Ultra-Colored and Delirious Parade:
The Grande Rio school of samba presented a spectacular parade on the second night of the carnival, which celebrated the transgression and madness of the event. The parade featured monumental floats and dancers with shimmering costumes that enchanted some 70,000 spectators. The school highlighted Exu, the Afro-Brazilian deity of the party, who is often demonized by neo-pentecostal churches that support the far-right president, Jair Bolsonaro. The spirit of the carnival was evident in the sambodrome, where the school of Duque de Caxias, a poor suburb north of Rio, performed in a trance.

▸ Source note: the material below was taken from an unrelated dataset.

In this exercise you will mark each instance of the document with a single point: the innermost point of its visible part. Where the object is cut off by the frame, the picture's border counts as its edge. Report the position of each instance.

The Paraiso do Tuiuti school of samba paid tribute to great black figures from around the world, from Nelson Mandela to Barack Obama, RuPaul, and Beyoncé, on the first night of the carnival. The school emphasized the need to approach this topic, given the complicated period of full of prejudices that we live in. A hairdresser named Felipe Cordeiro, who had traveled over 500 km from Vitoria to Rio to march, stated that the carnival was the right moment to emphasize black leaders. Camila Oliveira, a 32-year-old teacher, echoed this sentiment, stating that the carnival allowed her to affirm her identity as a black person.
Guarana and Natives:
The carnival also highlighted the natives of Brazil, who are the guardians of the Amazonian forest, one of the main ramparts against global warming. The Unidos da Tijuca school of samba chose the theme of guarana, a fruit with many nutritional and therapeutic virtues found in the forest. The carnival also reflected the burning issue of deforestation, which has reached record levels since the election of Jair Bolsonaro. The parade featured a huge float with charred trees and fire-breathing dragon heads, which represented the destroyers of the environment. Representatives of indigenous peoples held up signs demanding the demarcation of new reserves for indigenous people and protesting against a bill brought by allies of the Bolsonaro government to legalize mining exploration in these territories.
The Rio Carnival of 2023 was an occasion to celebrate the African roots of Brazil and to reflect on important social issues such as racism and deforestation. The event showcased the creativity and resilience of the Brazilian people, who have faced enormous challenges during the Covid-19 pandemic. The carnival was a moment of joy and affirmation of identity for many people, especially those from marginalized communities. It is an event that brings people together, celebrates diversity, and highlights the cultural richness of Brazil. Despite the difficulties, the fact that the carnival was held in 2023, even if two months after the initially planned date, was already a great victory for those who live and breathe samba all year.